Beachten Sie jedoch, dass es besser ist, nicht oder oder (innerhalb dessen und / oder immer noch speziell) zu verwenden, sondern stattdessen Zeichen außerhalb des tragbaren Zeichensatzes zu zitieren , da die Codierung von
\
und`
in der Codierung einiger dieser Zeichen enthalten ist.\
"..."
$'...'
`
\
'...'
Ich bin mir nicht bewusst jedes System , das eine locale hat , wo die charset jedes Zeichen hat (außer
'
sich selbst natürlich) , dessen Codierung enthält die Kodierung'
, so dass diejenigen , auf'...'
jeden Fall die sicherste sein sollte.Beachten Sie, dass mehrere Shells auch eine
$'\uXXXX'
Notation unterstützen, um Zeichen basierend auf ihrem Unicode-Codepunkt auszudrücken.
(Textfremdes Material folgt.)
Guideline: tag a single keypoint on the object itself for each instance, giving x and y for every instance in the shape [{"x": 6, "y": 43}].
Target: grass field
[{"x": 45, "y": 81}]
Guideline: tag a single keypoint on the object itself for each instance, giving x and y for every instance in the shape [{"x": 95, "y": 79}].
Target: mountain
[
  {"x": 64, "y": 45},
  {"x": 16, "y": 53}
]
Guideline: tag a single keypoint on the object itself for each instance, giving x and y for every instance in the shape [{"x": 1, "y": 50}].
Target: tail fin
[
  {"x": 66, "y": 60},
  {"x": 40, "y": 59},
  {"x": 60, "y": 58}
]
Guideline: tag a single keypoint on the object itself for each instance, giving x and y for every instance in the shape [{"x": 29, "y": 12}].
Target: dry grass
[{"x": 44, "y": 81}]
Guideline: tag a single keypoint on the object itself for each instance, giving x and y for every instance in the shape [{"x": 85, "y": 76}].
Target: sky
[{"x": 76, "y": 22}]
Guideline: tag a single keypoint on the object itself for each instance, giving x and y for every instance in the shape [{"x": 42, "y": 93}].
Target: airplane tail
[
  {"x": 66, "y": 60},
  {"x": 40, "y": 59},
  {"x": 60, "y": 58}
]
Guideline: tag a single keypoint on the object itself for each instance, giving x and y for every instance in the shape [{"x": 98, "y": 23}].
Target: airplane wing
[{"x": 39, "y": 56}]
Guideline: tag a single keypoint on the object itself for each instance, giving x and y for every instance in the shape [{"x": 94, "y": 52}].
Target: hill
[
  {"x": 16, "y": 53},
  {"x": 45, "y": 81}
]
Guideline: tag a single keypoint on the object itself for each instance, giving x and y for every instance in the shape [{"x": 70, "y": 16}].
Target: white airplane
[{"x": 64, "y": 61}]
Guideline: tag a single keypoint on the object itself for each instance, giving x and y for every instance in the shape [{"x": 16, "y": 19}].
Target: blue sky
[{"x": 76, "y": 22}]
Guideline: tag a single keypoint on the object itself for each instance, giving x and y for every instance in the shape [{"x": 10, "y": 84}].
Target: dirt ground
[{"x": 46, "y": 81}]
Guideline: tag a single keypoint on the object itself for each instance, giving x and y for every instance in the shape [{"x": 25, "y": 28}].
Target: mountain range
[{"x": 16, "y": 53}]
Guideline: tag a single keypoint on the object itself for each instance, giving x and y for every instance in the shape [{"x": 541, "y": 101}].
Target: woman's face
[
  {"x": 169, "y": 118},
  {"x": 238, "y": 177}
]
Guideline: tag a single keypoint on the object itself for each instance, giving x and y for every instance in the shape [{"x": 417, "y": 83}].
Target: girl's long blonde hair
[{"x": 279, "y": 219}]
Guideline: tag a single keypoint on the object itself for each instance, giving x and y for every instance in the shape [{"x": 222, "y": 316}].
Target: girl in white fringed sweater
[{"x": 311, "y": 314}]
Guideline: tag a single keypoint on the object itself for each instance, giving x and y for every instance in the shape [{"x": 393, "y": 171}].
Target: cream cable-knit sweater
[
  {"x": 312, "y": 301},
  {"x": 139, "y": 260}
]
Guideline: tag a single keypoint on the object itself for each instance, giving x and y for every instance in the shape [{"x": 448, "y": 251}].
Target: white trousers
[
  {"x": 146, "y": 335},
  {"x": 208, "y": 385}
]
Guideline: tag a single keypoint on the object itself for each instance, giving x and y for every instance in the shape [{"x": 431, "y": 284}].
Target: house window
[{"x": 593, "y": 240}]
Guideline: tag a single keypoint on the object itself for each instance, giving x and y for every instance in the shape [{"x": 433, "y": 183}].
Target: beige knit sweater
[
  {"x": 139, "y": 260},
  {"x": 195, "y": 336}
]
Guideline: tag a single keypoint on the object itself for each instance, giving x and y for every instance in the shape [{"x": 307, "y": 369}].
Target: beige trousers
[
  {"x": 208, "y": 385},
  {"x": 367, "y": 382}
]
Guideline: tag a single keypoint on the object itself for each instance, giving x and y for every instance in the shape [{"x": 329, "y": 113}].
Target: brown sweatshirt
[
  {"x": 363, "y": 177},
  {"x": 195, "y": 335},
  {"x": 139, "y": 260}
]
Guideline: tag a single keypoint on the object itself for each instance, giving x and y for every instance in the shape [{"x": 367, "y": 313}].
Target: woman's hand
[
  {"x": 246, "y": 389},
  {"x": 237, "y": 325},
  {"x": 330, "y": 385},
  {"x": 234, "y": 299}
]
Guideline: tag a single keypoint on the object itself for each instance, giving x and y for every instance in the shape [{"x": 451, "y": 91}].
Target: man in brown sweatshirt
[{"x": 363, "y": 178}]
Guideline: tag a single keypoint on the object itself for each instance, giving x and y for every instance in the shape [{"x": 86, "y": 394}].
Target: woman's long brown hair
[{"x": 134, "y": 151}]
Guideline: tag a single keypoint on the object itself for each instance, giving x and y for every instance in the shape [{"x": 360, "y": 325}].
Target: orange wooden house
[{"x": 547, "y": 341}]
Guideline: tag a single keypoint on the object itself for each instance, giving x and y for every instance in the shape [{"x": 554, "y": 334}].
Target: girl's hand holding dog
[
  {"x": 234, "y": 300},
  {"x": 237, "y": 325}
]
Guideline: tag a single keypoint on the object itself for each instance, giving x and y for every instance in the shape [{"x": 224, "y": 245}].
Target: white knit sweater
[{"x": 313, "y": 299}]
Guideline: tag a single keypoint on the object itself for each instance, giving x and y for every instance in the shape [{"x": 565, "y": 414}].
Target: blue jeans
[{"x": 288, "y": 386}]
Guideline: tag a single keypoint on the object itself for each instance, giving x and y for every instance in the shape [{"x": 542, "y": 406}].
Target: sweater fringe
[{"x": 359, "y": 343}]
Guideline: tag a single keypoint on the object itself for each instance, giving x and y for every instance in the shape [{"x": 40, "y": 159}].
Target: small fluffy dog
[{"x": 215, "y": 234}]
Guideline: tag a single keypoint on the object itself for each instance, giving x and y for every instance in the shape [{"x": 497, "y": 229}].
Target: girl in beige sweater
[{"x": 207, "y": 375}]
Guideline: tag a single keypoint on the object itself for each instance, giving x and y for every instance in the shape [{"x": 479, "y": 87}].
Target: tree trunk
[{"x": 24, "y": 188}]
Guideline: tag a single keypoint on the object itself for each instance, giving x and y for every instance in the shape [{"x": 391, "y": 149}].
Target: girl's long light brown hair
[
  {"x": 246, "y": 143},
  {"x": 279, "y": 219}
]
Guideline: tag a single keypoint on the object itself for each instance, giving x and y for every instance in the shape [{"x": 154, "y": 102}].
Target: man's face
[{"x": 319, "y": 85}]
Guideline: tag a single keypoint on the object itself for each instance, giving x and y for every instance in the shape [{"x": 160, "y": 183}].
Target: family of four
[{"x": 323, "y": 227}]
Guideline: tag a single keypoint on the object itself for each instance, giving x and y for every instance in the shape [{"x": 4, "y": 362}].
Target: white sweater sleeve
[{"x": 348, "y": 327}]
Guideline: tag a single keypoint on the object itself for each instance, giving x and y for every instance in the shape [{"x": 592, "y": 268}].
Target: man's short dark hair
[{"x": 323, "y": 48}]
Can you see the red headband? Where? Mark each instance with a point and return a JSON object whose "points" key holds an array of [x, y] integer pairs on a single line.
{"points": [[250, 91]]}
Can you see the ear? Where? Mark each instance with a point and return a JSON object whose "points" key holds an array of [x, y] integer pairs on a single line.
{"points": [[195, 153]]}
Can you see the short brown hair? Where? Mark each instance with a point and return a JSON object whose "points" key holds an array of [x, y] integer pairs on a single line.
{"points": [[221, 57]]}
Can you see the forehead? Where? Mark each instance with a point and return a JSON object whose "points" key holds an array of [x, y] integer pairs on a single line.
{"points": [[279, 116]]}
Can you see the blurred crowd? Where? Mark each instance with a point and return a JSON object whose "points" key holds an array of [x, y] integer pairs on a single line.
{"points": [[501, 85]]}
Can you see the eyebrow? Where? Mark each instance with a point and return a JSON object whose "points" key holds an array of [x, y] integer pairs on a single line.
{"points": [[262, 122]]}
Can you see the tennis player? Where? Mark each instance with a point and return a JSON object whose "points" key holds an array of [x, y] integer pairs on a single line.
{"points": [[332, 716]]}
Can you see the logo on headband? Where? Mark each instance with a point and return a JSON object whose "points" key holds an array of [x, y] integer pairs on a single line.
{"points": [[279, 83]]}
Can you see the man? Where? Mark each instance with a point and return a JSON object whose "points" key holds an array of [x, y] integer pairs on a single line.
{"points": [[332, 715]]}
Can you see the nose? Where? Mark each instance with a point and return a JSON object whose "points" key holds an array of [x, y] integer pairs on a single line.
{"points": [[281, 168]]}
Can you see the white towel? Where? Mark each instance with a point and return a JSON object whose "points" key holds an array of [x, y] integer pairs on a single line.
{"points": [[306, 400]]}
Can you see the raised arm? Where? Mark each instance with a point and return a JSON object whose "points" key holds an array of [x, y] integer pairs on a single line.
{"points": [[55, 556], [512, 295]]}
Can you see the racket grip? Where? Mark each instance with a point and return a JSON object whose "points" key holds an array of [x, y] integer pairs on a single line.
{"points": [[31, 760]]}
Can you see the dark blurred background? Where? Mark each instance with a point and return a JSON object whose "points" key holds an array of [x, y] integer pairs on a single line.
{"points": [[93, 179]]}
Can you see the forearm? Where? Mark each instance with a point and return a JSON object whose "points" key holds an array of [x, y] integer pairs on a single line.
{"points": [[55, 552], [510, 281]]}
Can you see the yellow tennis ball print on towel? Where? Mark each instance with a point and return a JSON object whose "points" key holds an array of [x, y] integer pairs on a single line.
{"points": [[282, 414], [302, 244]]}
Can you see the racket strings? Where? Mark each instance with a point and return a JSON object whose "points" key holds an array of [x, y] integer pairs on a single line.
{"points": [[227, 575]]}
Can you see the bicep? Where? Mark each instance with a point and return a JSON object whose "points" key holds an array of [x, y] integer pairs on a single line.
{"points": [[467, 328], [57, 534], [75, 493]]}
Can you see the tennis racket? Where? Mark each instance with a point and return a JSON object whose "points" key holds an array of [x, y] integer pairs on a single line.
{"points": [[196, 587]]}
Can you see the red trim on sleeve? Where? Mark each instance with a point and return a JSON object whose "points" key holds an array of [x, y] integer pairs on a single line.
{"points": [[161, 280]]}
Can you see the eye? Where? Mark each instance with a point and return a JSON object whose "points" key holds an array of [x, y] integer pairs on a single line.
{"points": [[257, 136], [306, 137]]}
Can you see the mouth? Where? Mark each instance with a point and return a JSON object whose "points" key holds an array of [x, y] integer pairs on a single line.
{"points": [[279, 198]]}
In Shells wiezsh
undbash
wird das Zeichen codiert in den Zeichensatz des Gebietsschemas eingefügt (kann jedoch zu unerwartetem Verhalten führen, wenn dieser Zeichensatz dieses Zeichen nicht enthält). Auf diese Weise können Sie vermeiden, Nicht-ASCII-Zeichen in Ihren Shell-Code einzufügen.Also oben:
Oder:
(Mit der Einschränkung könnte das Skript beschädigt werden, wenn es in Gebietsschemas ausgeführt wird, in denen diese Zeichen nicht vorhanden sind.)
Oder besser, da dies
\
auch etwas Besonderes istecho
(oder zumindest einigeecho
Implementierungen, zumindest die Unix-kompatiblen):(Beachten Sie, dass dies
\
auch im ersten Argument für etwas Besonderes istprintf
, sodass Nicht-ASCII-Zeichen dort auch besser vermieden werden, falls sie die Codierung von enthalten können\
.)Beachten Sie, dass Sie auch Folgendes tun können:
(Das wäre übertrieben, könnte Ihnen aber Sicherheit geben, wenn Sie nicht sicher sind, welche Zeichen im tragbaren Zeichensatz enthalten sind.)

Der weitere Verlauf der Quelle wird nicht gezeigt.